How much does it cost to translate a 300-page book with each tool?
DeepL Pro: $9-$25/month with monthly character limits that cover roughly 2-5 books. ChatGPT Plus: $20/month, no hard character limit but slow for full books. Claude Pro: $20/month, similar. Per-API costs (if you're scripting it yourself): DeepL $25 per million characters; OpenAI GPT-4o around $5 per million input + $15 output tokens (a 300-page book is roughly 200k tokens); Claude 4.7 Opus around $15 input + $75 output per million. For most users, a tool that bundles the cost into a flat subscription ($10-$25/month with reasonable quota) is cheaper than going direct.
Does DeepL still win for European languages?
For short paragraphs in isolation, yes — DeepL's German, French, Spanish, and Italian outputs read more naturally than the LLM-based alternatives, with fewer awkward phrasings. For long-context translation (a chapter, a book), LLMs catch up and often surpass because they handle terminology consistency, callbacks, and tone better than DeepL's sentence-level model. The threshold is roughly 5,000 words: shorter than that, DeepL wins; longer, LLMs.
Can any of these handle layout, footnotes, and equations?
None of the raw tools (DeepL, ChatGPT, Claude direct) handle EPUB or PDF structure. They translate text, not documents. To preserve layout, footnotes, equations, page numbers, and figure references you need a tool that wraps the translation engine in an EPUB/PDF processor. Translify, Immersive Translate, and BookTranslate.ai all do this; the underlying translation engine in each is one of the three (DeepL or an LLM).
Which is most accurate for technical or scientific translation?
Claude 4.7 Opus is the strongest for technical and scientific translation as of 2026. It preserves terminology consistency, handles equations described in prose, and is least likely to flatten field-specific jargon into generic phrasing. GPT-4o is a close second. DeepL is weaker here — it occasionally produces confident-sounding generic phrasing where a precise technical term is required.
What about less-common language pairs (e.g., English ↔ Indonesian)?
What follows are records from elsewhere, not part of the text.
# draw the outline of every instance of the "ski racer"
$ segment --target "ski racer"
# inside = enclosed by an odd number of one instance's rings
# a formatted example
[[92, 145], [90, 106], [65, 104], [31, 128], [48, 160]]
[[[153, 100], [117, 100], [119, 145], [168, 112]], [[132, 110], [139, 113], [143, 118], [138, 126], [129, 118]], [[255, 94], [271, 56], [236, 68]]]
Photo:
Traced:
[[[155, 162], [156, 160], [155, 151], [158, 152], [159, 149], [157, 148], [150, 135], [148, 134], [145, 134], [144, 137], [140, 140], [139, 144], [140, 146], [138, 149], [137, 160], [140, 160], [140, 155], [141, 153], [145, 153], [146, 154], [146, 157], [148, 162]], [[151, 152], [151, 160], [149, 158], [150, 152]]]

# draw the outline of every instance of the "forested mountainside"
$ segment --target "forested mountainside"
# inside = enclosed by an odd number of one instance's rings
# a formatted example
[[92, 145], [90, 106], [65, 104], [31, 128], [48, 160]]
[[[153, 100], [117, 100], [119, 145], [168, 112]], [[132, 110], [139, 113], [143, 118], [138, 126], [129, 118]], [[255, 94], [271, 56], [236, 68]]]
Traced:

DeepL supports roughly 30 languages; the LLMs support 100+ but with quality drop-off for the long tail. For mainstream languages (English, French, Spanish, German, Italian, Portuguese, Russian, Chinese, Japanese, Korean, Arabic) all three are strong. For mid-tier languages (Indonesian, Malay, Vietnamese, Thai, Polish, Turkish, Persian) the LLMs win because DeepL either doesn't support them or supports them weakly. For rare languages, LLMs are the only option and quality varies.
Will AI replace human literary translators?
For commercial fiction, technical manuals, and academic papers, AI translation is already production-grade for most readers. For literary fiction with high prose stakes (a translated Sebald, an Annie Ernaux), human translators still outperform AI on the things that matter — voice consistency, register, rhythm. The likely 2026-2030 trajectory is: AI does the first pass; human translators edit. Pure-AI literary translation is acceptable but rarely best-in-class.